The movie is also clearly having a laugh at the overheated acting style found in many old-time Biblical epics, with Clooney delivering a climactic speech about the powerful impact of Christ in almost ridiculously over-the-top fashion. Most questionable of all is a throwaway gag in which the actor portraying Christ on the cross isn’t seen except for his feet, while a crew member takes his lunch order and they quibble over if he qualifies for a hot or cold lunch while the actor is clearly implied to be hanging on the cross.

But then, just as it appears to be crossing into sacrilege, the Coens pull the curtain back on Mannix’s life and reveal a man who is overly concerned with the state of his soul but is also undoubtedly sincere and treated with respect for it by the filmmakers. He may go to Confession so often that his priest begs him to give it a rest, but in moments of struggle, he also quietly prays the Rosary or walks across the studio lot in the dead of night to find answers and solace from God at the foot of the three crosses standing together on the set.

Basically, if you can have a few laughs at the expense of some of the most complex aspects of our Catholic faith, “Hail, Caesar!” may prove to be a surprisingly touching meditation under all the surface flash. But if you can’t stand any form of religious humor, steer clear. I think personally that the Coens’ portrayal of Mannix is a highly positive one and the movie stays on the right side of the line of taste.
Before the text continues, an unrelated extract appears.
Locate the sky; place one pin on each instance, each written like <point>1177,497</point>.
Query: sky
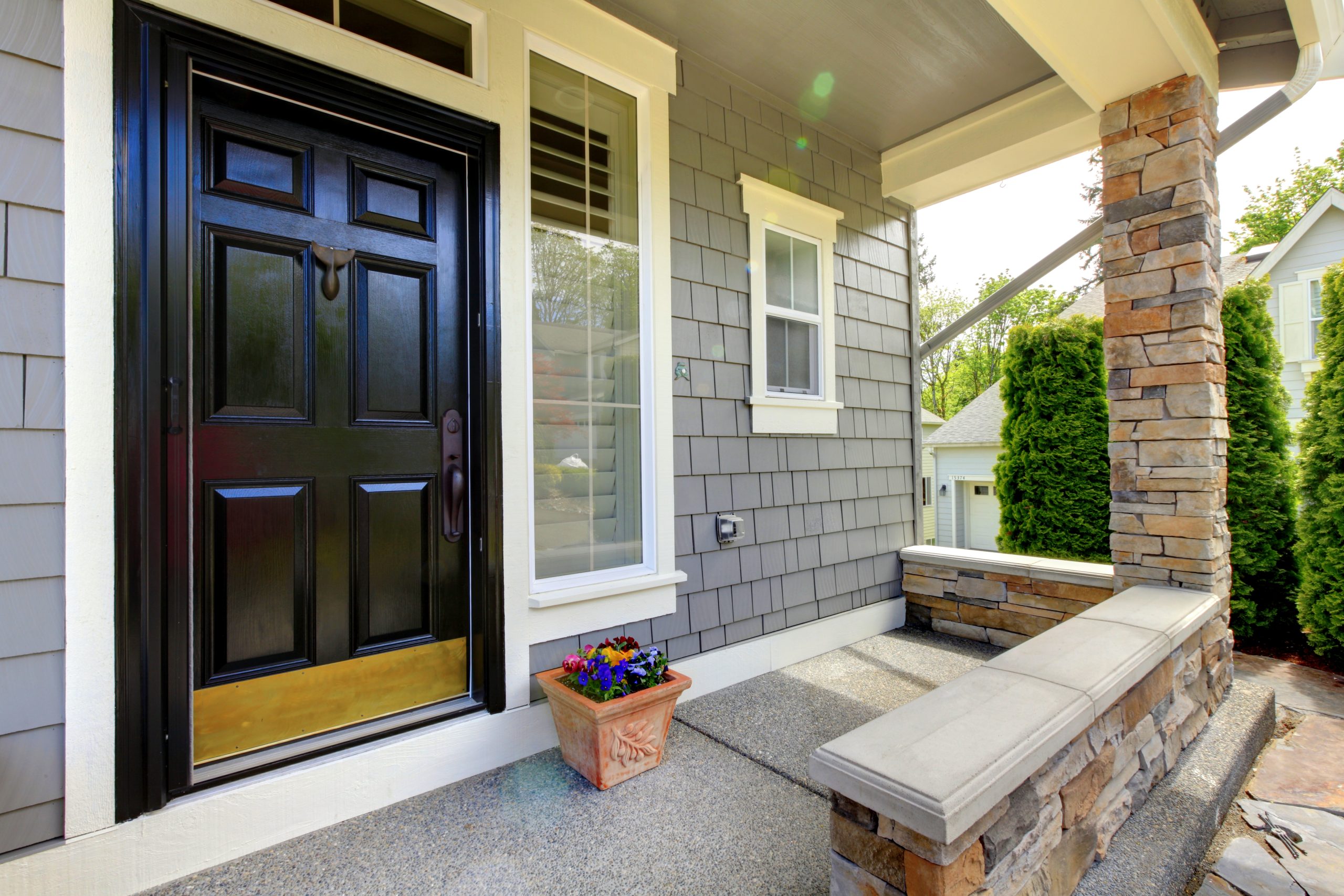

But is it Dateworthy? That’s a tough call. I t can certainly foster conversation about how the movie handles faith and Catholicism, and as noted earlier, many individual scenes are stunning, but overall the movie can be exhausting. It really depends on how much these ideas sound good or bad to you from this review.

Ultimately, Mannix’s struggle over whether to continue working in the movies or find a more traditional career seems to be a metaphor for a struggle that the Coens themselves may have gone through. The fact that they have found a way to bring deep personal resonance to a movie that is also occasionally a mess in its eagerness to please makes it somewhat more endearing, even if it’s not always satisfying.